`MethodError` in Julia processes launched with `--worker` argument


#1

I wrote a my cluster manager to be used with our cluster running Slurm. Now running the code is as simple as

julia> a = ArettoManager(124)
ArettoManager(124)

julia> addprocs(a, partition="defq", N=16)

which correctly launches 124 Julia binaries with --worker argument successfully on 16 nodes. However, these worker processes exit immediately with a MethodError. Capturing STDOUT, I have

[affans@hpc ArettoTest]$ cat job0000.out
julia_worker:9070#172.16.1.26
MethodError(convert, (Tuple, :all_to_all), 0x0000000000005549)CapturedException(MethodError(convert, (Tuple, :all_to_all), 0x0000000000005549), Any[(setindex!(::Array{Tuple,1}, ::Symbol, ::Int64) at array.jl:583, 1), ((::Base.Distributed.##99#100{TCPSocket,TCPSocket,Bool})() at event.jl:73, 1)])
Process(1) - Unknown remote, closing connection.
Master process (id 1) could not connect within 60.0 seconds.
exiting.

As you can see, the worker binary correctly writes the port and host information on STDOUT.
The exception from the master Julia process itself

ERROR: InterruptException:
Stacktrace:
 [1] #addprocs_locked#44(::Base.Iterators.Pairs{Symbol,Any,Tuple{Symbol,Symbol},NamedTuple{(:partition, :N),Tuple{String,Int64}}}, ::Function, ::ArettoManager) at ./task.jl:266
 [2] #addprocs_locked at ./none:0 [inlined]
 [3] #addprocs#43(::Base.Iterators.Pairs{Symbol,Any,Tuple{Symbol,Symbol},NamedTuple{(:partition, :N),Tuple{String,Int64}}}, ::Function, ::ArettoManager) at /builddir/build/BUILD/julia/build/usr/share/julia/stdlib/v1.0/Distributed/src/cluster.jl:369
 [4] (::getfield(Distributed, Symbol("#kw##addprocs")))(::NamedTuple{(:partition, :N),Tuple{String,Int64}}, ::typeof(addprocs), ::ArettoManager) at ./none:0
 [5] top-level scope at none:0

I don’t know where the MethodError is coming from. It dosn’t seem to be from my side but something internally, likely in Distributed.jl.

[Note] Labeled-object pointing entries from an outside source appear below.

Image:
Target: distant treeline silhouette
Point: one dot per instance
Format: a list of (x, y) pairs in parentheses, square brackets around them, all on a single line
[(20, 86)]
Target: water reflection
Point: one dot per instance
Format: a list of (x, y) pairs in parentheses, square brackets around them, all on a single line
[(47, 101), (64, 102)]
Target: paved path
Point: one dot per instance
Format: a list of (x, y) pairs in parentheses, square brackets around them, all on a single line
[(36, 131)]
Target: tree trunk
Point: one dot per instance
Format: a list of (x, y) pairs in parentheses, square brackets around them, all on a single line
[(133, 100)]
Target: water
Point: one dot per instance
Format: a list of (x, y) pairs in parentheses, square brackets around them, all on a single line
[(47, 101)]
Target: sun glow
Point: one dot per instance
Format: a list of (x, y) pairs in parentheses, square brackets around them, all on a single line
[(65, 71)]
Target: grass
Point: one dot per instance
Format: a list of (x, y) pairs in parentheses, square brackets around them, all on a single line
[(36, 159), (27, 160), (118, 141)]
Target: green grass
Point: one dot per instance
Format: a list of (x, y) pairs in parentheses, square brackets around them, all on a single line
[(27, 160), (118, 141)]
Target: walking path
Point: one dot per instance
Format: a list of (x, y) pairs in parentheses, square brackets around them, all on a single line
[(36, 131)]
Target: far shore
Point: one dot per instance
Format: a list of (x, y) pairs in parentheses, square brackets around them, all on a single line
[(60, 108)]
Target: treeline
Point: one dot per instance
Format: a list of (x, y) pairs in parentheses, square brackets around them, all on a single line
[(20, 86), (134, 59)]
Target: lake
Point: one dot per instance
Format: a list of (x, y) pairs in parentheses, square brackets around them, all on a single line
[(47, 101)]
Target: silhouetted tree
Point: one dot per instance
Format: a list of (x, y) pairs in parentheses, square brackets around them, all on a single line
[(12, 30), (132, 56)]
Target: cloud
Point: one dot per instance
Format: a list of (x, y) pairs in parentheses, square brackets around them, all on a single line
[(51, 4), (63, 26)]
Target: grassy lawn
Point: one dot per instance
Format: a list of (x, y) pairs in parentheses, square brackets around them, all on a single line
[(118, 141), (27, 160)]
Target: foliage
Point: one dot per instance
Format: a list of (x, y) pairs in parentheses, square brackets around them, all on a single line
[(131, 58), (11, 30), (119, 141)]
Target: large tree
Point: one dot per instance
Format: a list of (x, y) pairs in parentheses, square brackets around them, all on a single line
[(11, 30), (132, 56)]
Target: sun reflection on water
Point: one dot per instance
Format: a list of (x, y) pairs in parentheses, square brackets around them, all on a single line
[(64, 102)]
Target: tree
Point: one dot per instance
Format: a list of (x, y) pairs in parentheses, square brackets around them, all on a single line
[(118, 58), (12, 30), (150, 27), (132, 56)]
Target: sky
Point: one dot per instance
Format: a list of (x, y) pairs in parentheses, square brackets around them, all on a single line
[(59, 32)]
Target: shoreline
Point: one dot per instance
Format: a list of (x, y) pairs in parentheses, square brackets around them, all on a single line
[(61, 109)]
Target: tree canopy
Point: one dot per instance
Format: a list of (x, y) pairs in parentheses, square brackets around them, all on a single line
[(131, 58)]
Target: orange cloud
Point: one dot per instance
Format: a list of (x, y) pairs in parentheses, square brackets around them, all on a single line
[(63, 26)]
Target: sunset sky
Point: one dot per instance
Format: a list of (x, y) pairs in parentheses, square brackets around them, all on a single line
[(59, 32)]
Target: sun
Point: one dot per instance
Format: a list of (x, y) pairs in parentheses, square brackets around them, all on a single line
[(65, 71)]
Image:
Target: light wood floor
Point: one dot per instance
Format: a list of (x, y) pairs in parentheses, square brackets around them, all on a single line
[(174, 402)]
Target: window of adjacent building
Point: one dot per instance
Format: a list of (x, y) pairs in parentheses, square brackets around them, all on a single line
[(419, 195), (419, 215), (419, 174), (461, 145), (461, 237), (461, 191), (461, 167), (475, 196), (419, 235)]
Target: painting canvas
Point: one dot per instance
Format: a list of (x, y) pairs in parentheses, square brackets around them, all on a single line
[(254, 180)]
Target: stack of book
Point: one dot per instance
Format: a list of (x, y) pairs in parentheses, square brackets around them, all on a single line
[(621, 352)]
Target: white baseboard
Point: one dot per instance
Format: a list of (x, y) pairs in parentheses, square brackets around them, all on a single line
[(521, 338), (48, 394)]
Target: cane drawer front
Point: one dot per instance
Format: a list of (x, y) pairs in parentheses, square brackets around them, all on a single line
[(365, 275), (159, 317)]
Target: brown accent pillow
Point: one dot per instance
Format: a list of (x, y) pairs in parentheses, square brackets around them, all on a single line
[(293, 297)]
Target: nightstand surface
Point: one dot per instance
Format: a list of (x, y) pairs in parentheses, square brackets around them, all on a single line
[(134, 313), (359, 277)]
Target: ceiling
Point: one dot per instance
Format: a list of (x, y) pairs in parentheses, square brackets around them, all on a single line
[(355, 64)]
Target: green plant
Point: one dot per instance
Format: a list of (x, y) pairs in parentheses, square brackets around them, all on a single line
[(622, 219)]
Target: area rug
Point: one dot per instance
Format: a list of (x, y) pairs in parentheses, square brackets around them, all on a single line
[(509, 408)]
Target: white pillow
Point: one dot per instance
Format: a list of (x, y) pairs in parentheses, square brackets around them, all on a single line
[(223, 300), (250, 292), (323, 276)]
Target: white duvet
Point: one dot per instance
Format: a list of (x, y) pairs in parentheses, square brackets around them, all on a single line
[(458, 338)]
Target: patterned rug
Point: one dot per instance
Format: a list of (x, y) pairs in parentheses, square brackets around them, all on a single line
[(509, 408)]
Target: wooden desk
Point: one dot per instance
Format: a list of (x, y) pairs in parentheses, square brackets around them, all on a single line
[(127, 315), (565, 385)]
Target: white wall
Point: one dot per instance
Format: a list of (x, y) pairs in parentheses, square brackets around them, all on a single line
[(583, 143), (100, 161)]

Edit: Slightly different error in STDOUT from the workers

[affans@hpc ArettoTest]$ cat job0001.out
julia_worker:9015#172.16.1.26
TypeError(:deserialize_module, "typeassert", Module, ===)CapturedException(TypeError(:deserialize_module, "typeassert", Module, ===), Any[((::Base.Distributed.##99#100{TCPSocket,TCPSocket,Bool})() at event.jl:73, 1)])
Process(1) - Unknown remote, closing connection.
Master process (id 1) could not connect within 60.0 seconds.
exiting.